You are viewing a plain text version of this content. The canonical link for it is here.
Posted to dev@calcite.apache.org by Julian Hyde <jh...@apache.org> on 2018/09/09 20:22:53 UTC

Commit 88f125541, "Reduce HepPlannerTest#testRuleApplyCount complexity"

Vladimir,

I strongly disagree with your commit 88f125541. You have removed test
code that is useful in creating a high-quality product. I presume that
your goal is to make the test suite run a little faster.

I think you should back out your commit.

I sent a previous email on the subject but you did not respond.

Julian

Re: Commit 88f125541, "Reduce HepPlannerTest#testRuleApplyCount complexity"

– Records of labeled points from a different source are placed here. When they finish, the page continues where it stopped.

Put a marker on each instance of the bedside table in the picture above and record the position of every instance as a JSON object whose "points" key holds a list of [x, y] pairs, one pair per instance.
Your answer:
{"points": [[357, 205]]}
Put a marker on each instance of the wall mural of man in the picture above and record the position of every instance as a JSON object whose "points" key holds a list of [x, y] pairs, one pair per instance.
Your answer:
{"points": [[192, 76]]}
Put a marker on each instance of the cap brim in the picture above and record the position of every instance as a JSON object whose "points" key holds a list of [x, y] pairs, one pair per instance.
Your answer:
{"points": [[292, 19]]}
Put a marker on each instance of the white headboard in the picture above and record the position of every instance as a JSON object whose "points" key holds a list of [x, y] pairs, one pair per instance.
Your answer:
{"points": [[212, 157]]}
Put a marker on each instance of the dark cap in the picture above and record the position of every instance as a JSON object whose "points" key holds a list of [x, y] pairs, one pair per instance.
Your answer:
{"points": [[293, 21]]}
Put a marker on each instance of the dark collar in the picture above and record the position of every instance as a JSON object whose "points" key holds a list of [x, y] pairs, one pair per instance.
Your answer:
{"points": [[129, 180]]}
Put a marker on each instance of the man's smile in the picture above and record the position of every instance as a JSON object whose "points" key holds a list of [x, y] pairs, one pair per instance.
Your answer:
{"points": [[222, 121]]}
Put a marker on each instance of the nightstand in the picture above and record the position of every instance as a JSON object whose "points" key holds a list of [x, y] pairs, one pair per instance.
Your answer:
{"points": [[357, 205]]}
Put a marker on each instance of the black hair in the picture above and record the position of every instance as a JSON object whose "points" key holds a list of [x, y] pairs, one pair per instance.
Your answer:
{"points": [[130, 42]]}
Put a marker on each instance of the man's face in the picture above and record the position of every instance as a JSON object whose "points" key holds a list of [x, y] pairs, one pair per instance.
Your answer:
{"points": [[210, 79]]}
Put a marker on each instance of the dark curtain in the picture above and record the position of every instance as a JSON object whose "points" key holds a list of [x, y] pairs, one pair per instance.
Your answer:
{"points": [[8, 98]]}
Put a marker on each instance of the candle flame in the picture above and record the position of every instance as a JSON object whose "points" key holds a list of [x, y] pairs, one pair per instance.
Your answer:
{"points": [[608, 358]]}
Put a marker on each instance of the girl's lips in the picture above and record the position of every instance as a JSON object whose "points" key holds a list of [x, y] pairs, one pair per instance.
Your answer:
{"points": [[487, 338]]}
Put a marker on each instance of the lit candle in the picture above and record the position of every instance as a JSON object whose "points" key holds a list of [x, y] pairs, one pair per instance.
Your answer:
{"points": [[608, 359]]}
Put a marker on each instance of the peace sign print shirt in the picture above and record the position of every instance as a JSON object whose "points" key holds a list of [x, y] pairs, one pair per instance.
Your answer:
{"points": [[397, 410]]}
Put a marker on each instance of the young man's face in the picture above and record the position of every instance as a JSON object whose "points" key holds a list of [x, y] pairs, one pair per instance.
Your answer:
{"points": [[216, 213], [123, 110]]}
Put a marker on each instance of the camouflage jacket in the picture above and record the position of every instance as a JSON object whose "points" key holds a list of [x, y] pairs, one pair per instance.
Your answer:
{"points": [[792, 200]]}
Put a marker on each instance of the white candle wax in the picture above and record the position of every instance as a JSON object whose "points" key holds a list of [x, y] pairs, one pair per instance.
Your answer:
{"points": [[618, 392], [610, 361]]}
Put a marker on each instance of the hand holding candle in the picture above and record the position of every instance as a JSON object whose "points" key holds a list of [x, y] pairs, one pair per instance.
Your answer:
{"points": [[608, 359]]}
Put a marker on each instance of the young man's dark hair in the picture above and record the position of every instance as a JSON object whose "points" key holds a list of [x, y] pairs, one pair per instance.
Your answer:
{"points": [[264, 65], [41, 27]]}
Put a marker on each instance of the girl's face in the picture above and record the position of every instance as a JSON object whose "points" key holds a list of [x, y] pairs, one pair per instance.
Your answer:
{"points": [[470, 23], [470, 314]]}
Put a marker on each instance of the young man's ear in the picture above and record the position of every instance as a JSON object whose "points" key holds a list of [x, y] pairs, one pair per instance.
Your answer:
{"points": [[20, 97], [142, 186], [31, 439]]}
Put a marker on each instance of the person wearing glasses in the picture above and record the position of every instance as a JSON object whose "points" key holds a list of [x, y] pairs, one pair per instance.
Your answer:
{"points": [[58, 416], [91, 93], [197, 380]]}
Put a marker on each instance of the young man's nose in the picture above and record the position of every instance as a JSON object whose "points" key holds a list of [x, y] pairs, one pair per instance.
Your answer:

Posted by Julian Hyde <jh...@apache.org>.
The technical justification is that the code — yes, sql is code — that you removed might have found a bug someday. A deep relational algebra tree places stresses on hep planner (and other parts of the system) that we cannot predict. The (implicit) expected behavior is that it doesn’t crash, produces the same result as yesterday, doesn’t use excessive memory, and finishes in a reasonable time. We test all of those things every time we run the test.

You are absolutely right that Calcite needs more testing, in many different categories. But we have no resources to write and maintain tests, so we have to do our best.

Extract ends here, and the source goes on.